The World’s Largest Research Expeditionary Vessel for the Arctic and Antarctic Will Be Built in Russia


The “Nevskoye Design Bureau” in cooperation with the “Admiralty Shipyards” and the Institute of the Arctic and Antarctic is developing a universal research expeditionary vessel code-named ‘Albatross’. Mikhail Rudenko, chief designer of the “Nevskoye Design Bureau”, informed about the ship’s project at the conference “Russia and Germany: Technological Partnership in the Field of Shipbuilding”.

He specified the primary technical characteristics of the ship:  Arc7 ice class, length – 160.4 m, width – 26 m, displacement – about 25 thousand tons.

Albatross’ will be equipped with the most modern components including two large cranes with a lifting capacity of 50 tons, a powerful ship propulsion complex with two 7.5 MW rudder-propeller AZIPOD drives,  hydraulic hatch covers and other marine engineering equipment – winches, spiers, etc. Moreover, all equipment must withstand extremely low temperatures.

Mr. Rudenko noted the fact that vessels like “Albatross’ have prospects for the development of exports from Russia.

Today Russia has the largest network of Antarctic stations.
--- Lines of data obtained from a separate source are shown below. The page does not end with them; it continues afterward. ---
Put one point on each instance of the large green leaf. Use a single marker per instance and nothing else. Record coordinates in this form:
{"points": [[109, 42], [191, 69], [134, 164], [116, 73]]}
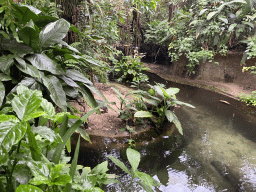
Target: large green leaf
{"points": [[29, 34], [24, 13], [17, 48], [5, 77], [30, 70], [169, 115], [43, 62], [47, 133], [11, 134], [88, 96], [119, 164], [28, 188], [133, 158], [68, 81], [211, 14], [42, 20], [54, 33], [48, 109], [143, 114], [26, 103], [11, 118], [2, 93], [77, 76], [5, 63], [22, 174], [57, 93], [150, 101]]}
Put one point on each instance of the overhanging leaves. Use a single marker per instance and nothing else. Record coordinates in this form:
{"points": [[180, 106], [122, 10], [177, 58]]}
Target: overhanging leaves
{"points": [[57, 93], [54, 33], [27, 103], [43, 62], [11, 134]]}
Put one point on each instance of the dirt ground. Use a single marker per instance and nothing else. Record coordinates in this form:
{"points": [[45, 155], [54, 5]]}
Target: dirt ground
{"points": [[108, 123]]}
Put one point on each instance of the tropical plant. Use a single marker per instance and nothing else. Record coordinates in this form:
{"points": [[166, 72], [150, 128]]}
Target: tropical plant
{"points": [[207, 28], [146, 181], [249, 99], [130, 69], [160, 105], [33, 54], [32, 154]]}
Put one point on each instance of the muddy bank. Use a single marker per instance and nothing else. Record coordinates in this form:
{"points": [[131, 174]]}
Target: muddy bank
{"points": [[226, 78]]}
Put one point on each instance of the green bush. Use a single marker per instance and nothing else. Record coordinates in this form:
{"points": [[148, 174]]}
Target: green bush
{"points": [[249, 99], [130, 69]]}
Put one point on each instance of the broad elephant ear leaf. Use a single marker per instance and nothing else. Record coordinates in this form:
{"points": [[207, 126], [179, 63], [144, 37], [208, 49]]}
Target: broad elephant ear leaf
{"points": [[11, 134], [24, 13], [30, 188], [29, 34], [43, 62], [88, 96], [54, 33], [5, 63], [26, 103], [57, 93], [77, 76]]}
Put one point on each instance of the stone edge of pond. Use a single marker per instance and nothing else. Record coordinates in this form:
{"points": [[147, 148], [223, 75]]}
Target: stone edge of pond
{"points": [[141, 137]]}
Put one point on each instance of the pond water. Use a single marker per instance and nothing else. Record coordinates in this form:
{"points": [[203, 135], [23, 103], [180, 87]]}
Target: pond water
{"points": [[216, 153]]}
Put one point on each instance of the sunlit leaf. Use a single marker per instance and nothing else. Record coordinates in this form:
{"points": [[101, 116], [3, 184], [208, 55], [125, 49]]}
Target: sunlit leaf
{"points": [[169, 115], [28, 188], [57, 93], [211, 14], [26, 104], [11, 134], [54, 32], [11, 118], [143, 114]]}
There are five stations in operation –  Novolazarevskaya, Progress, Bellingshausen, Mirny and Vostok. Inaddition, there are fieldairfields, sub-bases, etc. There are 53 Russian bases in the Arctic, and each of them has scientific personnel. Special scientific expedition ships are being built to supply the stations. There are three such vessels in Russia at the moment – ‘Mikhail Somov’, ‘Akademician Fedorov’ and ‘Akademician Treshnikov’. But the first two need to be replaced soon.

Research expeditionary vessels are designed not only to replace the personnel of the Arctic and Antarctic stations, but also to deliver various supplies – fuel, dry cargo and can independently conduct scientific research in the World Ocean. In terms of their functionality, such vessels combine the functions of a passenger vessel, research vessel, container ship, dry cargo ship, tanker, helicopter carrier and icebreaker. In other words, one vessel combines the functions of seven at once.

According to Mr. Rudenko, the construction of multi-functional ships has become a worldwide trend in recent years. As for the progress of construction of similar ships in other countries, in 2019 the “Snow Dragon – 2” was built in China. This year it is planned The commissioning of the British ship “Sir David Attenborough” is planned for 2021, the Canadian icebreaker “John Diefenbaker” will hopefully be constructed in 2022. Last year, the Australian Arc 3 research and supply vessel ‘Nuyina’ was launched at Galati shipyard in Romania and towed to the Damen shipyard in Vlissingen, Netherlands for fitting the equipment and completion of construction. Her length is 160.3 m. In other words, ‘Albatross’ will slightly surpass ‘Nuyina’ in size and become the largest icebreaking research expeditionary ship in the world.